December 5 2013 Latest news:
By Staff Reporter
Sunday, October 21, 2012
A MOTHER of three who continued her studies while battling a brain tumour was remembered by her fellow students as they graduated from the College of West Anglia on Saturday.
Lisa Wiles, 43, was determined to complete her psychology and sociology degree, but died in October last year before she could fulfil her dream.
Her family established Red Wellies, The Lisa Wiles Brain Tumour Support Fund in her memory and thousands of pounds have already been raised to help patients suffering from the same aggressive form of cancer.
Some of the students wore red items to remember the courageous woman who fought tooth and nail to graduate alongside them.
The ceremony, at St Nicholas Chapel in King’s Lynn, was attended by much of Lisa’s family, including her parents Mervyn and Rosalie, and collection boxes for her charity were placed by the door.
“It’s bittersweet for us,” Mr Wiles said. “Lisa would have been graduating too, so it’s a proud day but also very emotional.
“The day before she started what we call her final battle, she insisted she was going into college. She was determined to carry on with her degree.
“Eventually she wanted to return to full-time work and make a better life for herself and her children.”
Lisa, of Blackborough End, was first diagnosed with glioblastoma multiforme (GBM) in August 2010 after suffering from excruciating headaches.
Surgery to remove the tumour was successful, but a second, inoperable tumour was found in July last year and she began to rapidly decline, losing her speech and mobility.
The day before she lapsed into semi-consciousness, she managed to attend classes at the college with the help of her friends.
She died on October 13 last year, leaving her children Zachary, 20, Shannen, 19, and Cameron, 15 and her partner Simon.
Just weeks before her diagnosis, Lisa took part in Cancer Research UK’s Race for Life and her continued fund-raising inspired the formation of the fund.
“We couldn’t do anything else but continue her good work when she died,” Mr Wiles, of Middleton, said.
“When Lisa was a little she used to love these red welly boots.
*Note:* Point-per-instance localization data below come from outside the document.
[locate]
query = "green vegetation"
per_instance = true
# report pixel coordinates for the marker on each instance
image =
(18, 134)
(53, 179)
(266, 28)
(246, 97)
She used to splash in puddles and come and meet me from work in them. Right up until we lost her, she was always my little red wellies girl.
“She was very much a family girl, very well thought of and a brilliant mother to her children.”
The charity has already raised about £11,000 for research into GBM since its launch in February.
Bells rang out as West Norfolk mayor Geoffrey Wareham led a procession of fellow dignitaries and academics through the busy town centre to the historic chapel in St Ann’s Street at noon yesterday.
The pews were packed with proud parents, partners and relatives and 158 students from 18 different programmes graduated.
Certificates were presented by college principal David Pomfret and Helen Valentine, deputy vice chancellor of Anglia Ruskin University (ARU).
Sam Ferguson was named the ARU student of the year, while the ARU alumni award for student rep 2012 was presented to mature student Roger Smith.
Mr Pomfret said: “Through our successful partnership with Anglia Ruskin University, the College of West Anglia provides higher education opportunities. Our commitment to Higher Education has never been stronger.
“It is great to see so many of our students graduating with so much support from family, friends and employers. We wish our graduates every success as they progress to employment and further studies.”